Basic skills are integrated into the competence aims for this course in areas where they contribute to the development of and are a part of the basic subject competences. In the Technology and theory of research programme subject, basic skills are understood as follows:
To be able to express oneself orally and in writing in Technology and theory of research implies using precise formulations, professional terminology and mathematical forms of expression. It also means developing hypotheses, keeping notes and reporting on procedural methods and results from research work, and evaluating others' work by giving constructive feedback. It also means giving subject-specific information in the form of tables, graphs, figures and mathematical symbol language.
To be able to read in Technology and theory of research implies extracting, interpreting and reflection over information from technical and scientific texts and digital mediums. It also means understanding user manuals, recipes, tables, diagrams and symbols.
Numeracy in Technology and theory of research implies using numbers and calculations for registering and handling results from observations and measurements, and presenting these in the form of tables and diagrams.
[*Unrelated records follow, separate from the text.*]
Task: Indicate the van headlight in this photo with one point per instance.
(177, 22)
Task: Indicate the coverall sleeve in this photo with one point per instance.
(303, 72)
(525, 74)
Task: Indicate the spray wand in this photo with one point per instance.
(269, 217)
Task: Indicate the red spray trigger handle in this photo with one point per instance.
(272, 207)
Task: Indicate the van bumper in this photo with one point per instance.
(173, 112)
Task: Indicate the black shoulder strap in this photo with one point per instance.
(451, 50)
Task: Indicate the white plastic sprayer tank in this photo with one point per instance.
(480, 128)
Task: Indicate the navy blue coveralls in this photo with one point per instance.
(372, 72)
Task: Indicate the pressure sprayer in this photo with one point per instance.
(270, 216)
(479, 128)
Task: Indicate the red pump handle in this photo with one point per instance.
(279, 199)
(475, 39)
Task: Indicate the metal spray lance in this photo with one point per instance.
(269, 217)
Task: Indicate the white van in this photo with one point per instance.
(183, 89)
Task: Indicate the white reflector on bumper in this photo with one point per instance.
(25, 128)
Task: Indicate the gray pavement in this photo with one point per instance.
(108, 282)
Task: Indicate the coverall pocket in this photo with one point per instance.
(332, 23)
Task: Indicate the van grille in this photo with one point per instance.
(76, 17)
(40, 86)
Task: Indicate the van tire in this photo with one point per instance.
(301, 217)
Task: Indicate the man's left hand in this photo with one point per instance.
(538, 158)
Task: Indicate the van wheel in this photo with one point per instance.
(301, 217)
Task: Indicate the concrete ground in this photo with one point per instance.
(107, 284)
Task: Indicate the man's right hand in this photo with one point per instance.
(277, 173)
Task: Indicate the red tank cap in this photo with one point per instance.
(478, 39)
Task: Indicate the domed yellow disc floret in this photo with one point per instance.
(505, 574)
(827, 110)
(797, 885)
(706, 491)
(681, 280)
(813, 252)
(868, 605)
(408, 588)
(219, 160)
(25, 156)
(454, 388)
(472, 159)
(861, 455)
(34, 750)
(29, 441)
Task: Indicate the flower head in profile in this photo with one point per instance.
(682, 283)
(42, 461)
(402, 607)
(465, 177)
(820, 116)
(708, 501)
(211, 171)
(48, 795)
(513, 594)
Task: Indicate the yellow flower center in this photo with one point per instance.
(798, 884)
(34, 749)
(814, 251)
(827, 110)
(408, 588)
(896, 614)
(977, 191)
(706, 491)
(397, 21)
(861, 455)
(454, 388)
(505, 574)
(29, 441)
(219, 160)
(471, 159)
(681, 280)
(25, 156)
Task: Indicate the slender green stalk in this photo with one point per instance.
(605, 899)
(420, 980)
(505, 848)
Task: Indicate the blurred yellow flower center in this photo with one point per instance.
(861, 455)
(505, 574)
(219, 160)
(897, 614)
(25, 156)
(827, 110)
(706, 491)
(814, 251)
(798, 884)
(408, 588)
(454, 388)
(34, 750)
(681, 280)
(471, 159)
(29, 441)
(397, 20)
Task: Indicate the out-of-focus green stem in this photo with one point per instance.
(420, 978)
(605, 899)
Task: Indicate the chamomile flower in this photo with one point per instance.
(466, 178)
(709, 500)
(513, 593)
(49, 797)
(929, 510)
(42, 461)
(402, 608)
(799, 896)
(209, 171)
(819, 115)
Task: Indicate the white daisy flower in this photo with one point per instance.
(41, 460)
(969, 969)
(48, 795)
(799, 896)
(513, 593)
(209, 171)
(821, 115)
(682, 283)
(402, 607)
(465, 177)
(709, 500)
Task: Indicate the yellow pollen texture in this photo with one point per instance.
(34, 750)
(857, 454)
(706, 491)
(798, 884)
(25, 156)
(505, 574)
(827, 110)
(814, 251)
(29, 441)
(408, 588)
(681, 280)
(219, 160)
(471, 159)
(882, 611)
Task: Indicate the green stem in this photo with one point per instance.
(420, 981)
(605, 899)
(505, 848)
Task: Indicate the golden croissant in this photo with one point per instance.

It also means interpreting and using formulas and models. In laboratories and workshops, this implies calculating unit measurements, changing formula expressions, evaluating information in graphic form, doing uncertainty calculations and using mathematical models.
To be able to use digital tools in Technology and theory of research implies using digital registration tools for monitoring and control of experiments, simulations and gathering data. Documentation and publication using multimedia aids is also included in this subject. It also means using digital tools to develop models, calculate values, reformulate expressions and scaling.